Response of Ca(2+)-loaded, depolarized guinea pig myocytes to critically timed premature stimulations

1996 ◽  
Vol 270 (2) ◽  
pp. H447-H465
Author(s):  
C. Nordin
Keyword(s):  
Membrane Potential ◽  
Guinea Pig ◽  
Action Potentials ◽  
Low Dose ◽  
Tyrode Solution ◽  
Coupling Interval ◽  
Spontaneous Action ◽  
Experimental Response ◽  
Spontaneous Action Potentials

Single premature stimulations during trains of nondriven action potentials induced by depolarization normally cause a transient hyperpolarization of diastolic membrane potential before the subsequent spontaneous upstroke. However, rare, marked transient depolarizations have also been reported. This paper presents experimental data and computer simulations that characterize transient depolarization following premature stimulations and investigate the role of intracellular [Ca2+] in generating this unusual response. In isolated guinea pig myocytes, transient depolarizations (range 4-58 mV) consistently occurred following stimulations 100-160 ms after the upstroke of spontaneous action potentials during exposure to K(+)-free Tyrode solution, which raises intracellular [Ca2+]. In contrast, no transient depolarizations developed when stimulations were delivered during injection of constant inward current or brief exposure to very low dose of Ba2+ (250-500 microM). The experimental response to K(+)-free Tyrode solution was reproduced by a computer model of the transmembrane current and intracellular Ca2+ flux of an isolated guinea pig ventricular myocyte (24) following reduction of extracellular [K+] below 1 mM. Transient depolarization was generated primarily by Na/Ca exchange. Simulations using only those equations governing intracellular Ca2+ cycling revealed that bursts of Ca2+ into the myoplasm after Ca2+ loading caused a transient increase in trough myoplasmic [Ca2+] when the coupling interval following the upstroke of a myoplasmic [Ca2+] oscillation was nearly identical to those coupling intervals that caused pacing-induced transient depolarization of membrane potential after the upstroke of an action potential.
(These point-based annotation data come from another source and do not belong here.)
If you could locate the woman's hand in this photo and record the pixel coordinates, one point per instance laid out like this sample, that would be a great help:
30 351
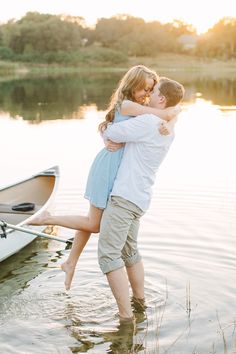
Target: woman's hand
172 111
112 146
164 129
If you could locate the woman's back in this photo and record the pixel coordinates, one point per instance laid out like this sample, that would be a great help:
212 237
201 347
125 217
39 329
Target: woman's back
103 172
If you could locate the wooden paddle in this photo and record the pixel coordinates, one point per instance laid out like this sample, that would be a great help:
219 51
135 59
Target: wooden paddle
33 232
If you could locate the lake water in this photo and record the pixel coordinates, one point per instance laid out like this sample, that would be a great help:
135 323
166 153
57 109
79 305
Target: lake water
187 237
These results suggest that transient depolarizations following nondriven action potentials arise from critically timed, stimulus-induced perturbation of intracellular [Ca2+] oscillations associated with Ca2+ overload. Simulations using a multicellular model suggest that critically timed premature stimulations can initiate trains of depolarized, nondriven action potentials in otherwise quiescent, Ca(2+)-overloaded heterogeneous syncytia by a similar mechanism.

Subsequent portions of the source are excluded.